There was one letter that got my attention.

I immediately opened it because:
a) It’s handwritten
b) It implied that it was someone who lived near
c) It had no stamp, so it must have been dropped in our letter box by hand
What I found inside made me smile even more.

A letter from three founders starting a new business with a photo and their business card.
One of the biggest lessons I’ve found from building a few companies now is that you need to do things that don’t scale in the early days.
This can look like:
Staying at your customers’ houses - Airbnb
Asking your friends to buy your product - Amazon
Bartering with a landlord to host an event where you invite the entire community to check out your potential gym - Our gym in Central Otago
Hand-delivering letters to your potential customers is an example of this, and as a result, the lads at Bolt Bins now have my business when I need a skip.

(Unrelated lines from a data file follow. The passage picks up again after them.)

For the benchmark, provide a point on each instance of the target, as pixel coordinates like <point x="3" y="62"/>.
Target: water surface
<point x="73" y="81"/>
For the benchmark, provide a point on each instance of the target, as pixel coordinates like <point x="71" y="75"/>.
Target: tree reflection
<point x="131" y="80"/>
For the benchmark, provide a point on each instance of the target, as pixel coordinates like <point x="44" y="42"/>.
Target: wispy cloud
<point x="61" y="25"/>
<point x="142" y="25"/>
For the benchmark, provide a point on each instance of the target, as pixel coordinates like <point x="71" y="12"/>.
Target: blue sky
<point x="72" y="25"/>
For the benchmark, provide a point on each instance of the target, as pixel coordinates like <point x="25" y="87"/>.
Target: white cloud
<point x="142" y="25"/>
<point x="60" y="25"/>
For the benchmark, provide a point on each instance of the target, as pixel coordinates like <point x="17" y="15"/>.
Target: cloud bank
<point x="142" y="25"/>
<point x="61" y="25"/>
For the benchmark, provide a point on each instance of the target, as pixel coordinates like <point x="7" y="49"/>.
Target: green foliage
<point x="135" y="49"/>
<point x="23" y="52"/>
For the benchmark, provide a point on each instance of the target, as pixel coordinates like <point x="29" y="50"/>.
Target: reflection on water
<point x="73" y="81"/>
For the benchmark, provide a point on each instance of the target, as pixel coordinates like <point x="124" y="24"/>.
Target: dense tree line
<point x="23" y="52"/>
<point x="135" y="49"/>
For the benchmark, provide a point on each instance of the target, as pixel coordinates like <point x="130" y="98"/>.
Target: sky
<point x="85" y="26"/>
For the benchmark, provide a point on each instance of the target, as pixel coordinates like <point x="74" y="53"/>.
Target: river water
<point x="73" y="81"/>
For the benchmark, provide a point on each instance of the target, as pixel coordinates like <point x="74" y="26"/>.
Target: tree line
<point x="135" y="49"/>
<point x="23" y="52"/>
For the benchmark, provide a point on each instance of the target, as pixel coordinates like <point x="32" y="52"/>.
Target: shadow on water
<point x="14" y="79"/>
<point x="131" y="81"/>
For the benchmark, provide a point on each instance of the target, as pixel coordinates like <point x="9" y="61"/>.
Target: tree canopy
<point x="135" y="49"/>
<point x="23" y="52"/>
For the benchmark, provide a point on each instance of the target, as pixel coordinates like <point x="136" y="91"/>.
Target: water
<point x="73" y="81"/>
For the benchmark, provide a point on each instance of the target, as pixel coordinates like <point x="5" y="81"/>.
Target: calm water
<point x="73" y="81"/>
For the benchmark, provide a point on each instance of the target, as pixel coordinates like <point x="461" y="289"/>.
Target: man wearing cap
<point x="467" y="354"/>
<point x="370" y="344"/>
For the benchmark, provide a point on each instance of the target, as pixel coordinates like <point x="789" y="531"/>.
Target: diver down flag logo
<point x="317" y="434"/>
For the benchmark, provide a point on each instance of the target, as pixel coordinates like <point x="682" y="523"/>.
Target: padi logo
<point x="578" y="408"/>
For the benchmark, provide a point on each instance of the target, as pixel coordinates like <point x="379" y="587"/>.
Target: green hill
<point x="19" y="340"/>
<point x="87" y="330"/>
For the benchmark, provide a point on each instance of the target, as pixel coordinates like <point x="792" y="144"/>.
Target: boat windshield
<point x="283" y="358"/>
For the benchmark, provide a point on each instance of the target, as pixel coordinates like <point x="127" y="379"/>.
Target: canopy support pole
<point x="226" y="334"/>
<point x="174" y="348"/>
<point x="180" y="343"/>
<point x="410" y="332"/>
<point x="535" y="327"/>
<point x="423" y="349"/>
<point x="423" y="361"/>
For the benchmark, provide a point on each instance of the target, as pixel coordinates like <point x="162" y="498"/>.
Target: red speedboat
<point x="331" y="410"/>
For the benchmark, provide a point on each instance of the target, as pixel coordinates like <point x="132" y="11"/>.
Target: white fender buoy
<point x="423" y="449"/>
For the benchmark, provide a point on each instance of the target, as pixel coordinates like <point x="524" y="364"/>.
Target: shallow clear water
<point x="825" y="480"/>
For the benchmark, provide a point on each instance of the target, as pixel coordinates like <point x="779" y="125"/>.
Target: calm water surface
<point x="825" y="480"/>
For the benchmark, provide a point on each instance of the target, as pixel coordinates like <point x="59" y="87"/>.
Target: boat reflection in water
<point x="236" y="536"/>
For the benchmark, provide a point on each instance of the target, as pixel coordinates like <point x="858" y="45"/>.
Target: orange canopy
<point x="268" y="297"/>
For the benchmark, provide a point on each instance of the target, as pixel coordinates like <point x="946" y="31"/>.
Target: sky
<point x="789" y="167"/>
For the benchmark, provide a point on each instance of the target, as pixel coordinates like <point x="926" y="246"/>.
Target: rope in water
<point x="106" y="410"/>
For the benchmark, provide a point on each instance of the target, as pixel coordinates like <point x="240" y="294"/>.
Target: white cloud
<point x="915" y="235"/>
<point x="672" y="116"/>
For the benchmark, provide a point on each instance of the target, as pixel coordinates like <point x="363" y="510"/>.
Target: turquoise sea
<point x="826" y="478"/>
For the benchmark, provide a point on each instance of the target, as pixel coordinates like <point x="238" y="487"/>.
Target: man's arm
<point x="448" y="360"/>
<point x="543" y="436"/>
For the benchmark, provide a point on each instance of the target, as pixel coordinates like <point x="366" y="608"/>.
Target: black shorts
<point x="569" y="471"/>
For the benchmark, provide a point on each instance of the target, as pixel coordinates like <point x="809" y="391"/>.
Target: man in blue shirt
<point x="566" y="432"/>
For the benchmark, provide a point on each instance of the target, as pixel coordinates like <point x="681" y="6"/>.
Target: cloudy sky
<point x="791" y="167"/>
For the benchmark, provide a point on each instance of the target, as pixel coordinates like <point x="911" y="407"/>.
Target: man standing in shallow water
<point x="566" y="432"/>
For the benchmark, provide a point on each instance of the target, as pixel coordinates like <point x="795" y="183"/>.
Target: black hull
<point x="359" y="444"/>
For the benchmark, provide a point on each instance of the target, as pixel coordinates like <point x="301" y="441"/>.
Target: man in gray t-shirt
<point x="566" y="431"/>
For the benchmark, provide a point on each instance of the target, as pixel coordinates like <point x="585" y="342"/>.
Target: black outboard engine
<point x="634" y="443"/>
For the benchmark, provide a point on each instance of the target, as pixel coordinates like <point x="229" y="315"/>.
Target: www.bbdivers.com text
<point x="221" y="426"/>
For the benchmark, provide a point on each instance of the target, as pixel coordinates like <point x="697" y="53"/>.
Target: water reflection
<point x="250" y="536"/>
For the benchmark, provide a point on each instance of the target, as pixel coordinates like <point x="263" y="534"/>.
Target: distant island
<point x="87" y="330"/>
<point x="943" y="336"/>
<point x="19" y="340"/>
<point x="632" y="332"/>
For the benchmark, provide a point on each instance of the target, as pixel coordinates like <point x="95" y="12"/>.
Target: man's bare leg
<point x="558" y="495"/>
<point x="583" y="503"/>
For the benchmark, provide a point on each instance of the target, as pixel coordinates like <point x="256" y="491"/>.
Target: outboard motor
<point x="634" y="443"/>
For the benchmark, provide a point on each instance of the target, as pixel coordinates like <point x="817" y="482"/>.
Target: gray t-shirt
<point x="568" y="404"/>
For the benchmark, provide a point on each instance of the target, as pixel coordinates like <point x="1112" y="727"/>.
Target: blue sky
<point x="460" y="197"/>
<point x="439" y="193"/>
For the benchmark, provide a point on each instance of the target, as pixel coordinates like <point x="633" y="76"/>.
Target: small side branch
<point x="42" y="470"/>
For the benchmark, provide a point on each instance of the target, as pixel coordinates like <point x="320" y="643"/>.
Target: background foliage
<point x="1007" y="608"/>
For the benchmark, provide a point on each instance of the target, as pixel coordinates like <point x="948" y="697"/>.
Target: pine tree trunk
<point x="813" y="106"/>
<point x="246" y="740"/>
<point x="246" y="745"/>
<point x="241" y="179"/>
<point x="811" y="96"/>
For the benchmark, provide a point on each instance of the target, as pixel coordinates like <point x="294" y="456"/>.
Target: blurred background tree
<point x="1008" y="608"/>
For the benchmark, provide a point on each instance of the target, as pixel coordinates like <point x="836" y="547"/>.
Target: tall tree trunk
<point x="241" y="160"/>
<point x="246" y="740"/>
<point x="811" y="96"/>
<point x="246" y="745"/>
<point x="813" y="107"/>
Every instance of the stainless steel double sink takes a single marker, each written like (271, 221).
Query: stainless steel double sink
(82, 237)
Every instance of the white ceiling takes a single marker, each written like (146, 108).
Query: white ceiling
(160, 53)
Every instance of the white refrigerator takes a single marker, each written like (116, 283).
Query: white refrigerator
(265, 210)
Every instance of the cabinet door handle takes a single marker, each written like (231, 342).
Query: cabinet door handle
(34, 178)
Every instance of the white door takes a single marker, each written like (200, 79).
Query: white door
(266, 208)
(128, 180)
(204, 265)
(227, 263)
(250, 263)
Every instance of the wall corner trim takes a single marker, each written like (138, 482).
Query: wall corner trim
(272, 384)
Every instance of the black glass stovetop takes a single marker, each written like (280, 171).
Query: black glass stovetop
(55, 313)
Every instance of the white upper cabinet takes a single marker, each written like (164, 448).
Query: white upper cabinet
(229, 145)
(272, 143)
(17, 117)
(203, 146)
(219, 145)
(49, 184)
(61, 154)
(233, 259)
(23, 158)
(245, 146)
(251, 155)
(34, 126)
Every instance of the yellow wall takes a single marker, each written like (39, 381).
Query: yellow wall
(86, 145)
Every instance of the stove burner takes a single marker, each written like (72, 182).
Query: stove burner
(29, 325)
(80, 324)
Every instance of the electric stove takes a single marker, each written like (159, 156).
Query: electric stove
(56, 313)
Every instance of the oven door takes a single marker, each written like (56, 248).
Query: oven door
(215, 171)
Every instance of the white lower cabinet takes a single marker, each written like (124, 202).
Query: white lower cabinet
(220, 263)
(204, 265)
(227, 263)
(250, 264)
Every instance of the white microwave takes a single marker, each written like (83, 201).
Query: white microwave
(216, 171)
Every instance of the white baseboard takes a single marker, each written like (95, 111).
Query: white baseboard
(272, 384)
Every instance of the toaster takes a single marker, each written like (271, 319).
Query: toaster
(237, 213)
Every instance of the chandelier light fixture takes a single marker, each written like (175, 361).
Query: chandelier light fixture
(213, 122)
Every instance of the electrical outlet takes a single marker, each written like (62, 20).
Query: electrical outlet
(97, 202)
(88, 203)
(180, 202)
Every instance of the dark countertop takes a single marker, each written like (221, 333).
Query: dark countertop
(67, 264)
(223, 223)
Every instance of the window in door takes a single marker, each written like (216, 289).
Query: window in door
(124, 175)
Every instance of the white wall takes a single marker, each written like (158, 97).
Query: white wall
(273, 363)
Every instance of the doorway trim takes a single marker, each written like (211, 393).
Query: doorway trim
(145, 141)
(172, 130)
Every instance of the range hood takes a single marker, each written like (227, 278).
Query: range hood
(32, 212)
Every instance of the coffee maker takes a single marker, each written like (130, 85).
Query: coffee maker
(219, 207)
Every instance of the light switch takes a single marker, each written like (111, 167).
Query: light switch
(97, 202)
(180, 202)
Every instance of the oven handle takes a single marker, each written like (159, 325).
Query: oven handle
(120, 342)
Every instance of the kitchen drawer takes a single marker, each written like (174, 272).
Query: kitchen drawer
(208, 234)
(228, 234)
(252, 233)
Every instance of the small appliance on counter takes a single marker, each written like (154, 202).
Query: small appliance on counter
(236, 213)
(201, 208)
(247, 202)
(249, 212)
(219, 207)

If you are new and looking to get traction, personalise your offering as much as possible.
Ice-bergs
Last week, we turned down a $1.5 million opportunity at Gravy - an offer that could have tripled our revenue.
An organisation wanted our help to get funding for a massive project. It might have all but assured our survival and success. At least that's how opportunities like these appear on the surface.
They’re like ice-bergs. Big, shiny opportunities that look impressive on the surface but hide dangers underneath. I've seen them at our gym, at Rugby Bricks, at Paper Not Foil and others. They promise growth but they always demand something extra, new hires, new skills, or even a complete pivot
I've turned them down most times and not regretted it. One time I ignored my advice, and got suckered into buying one those fit3d body scanners, remember them? They were everywhere for a minute.
I dropped $20,000 on one when my gym was barely staying afloat. They promised I'd sell thousands of scans at $50 each. I believed them. Five years later, I'm still out of pocket.
Ice-bergs aren't as bad for new businesses because they're supposed to wander. Experimenting with business models, building skills, and trying new hires is part of the process. But when you're three years in, on the cusp of real profitability, they can sink you.
Wasting $20,000 on that scanner almost folded my gym.
Ice-bergs are annoying. Even now, twenty years on from My Dad first warning me about them. And after me occasionally falling for them. Saying "no" still feels like I'm missing out.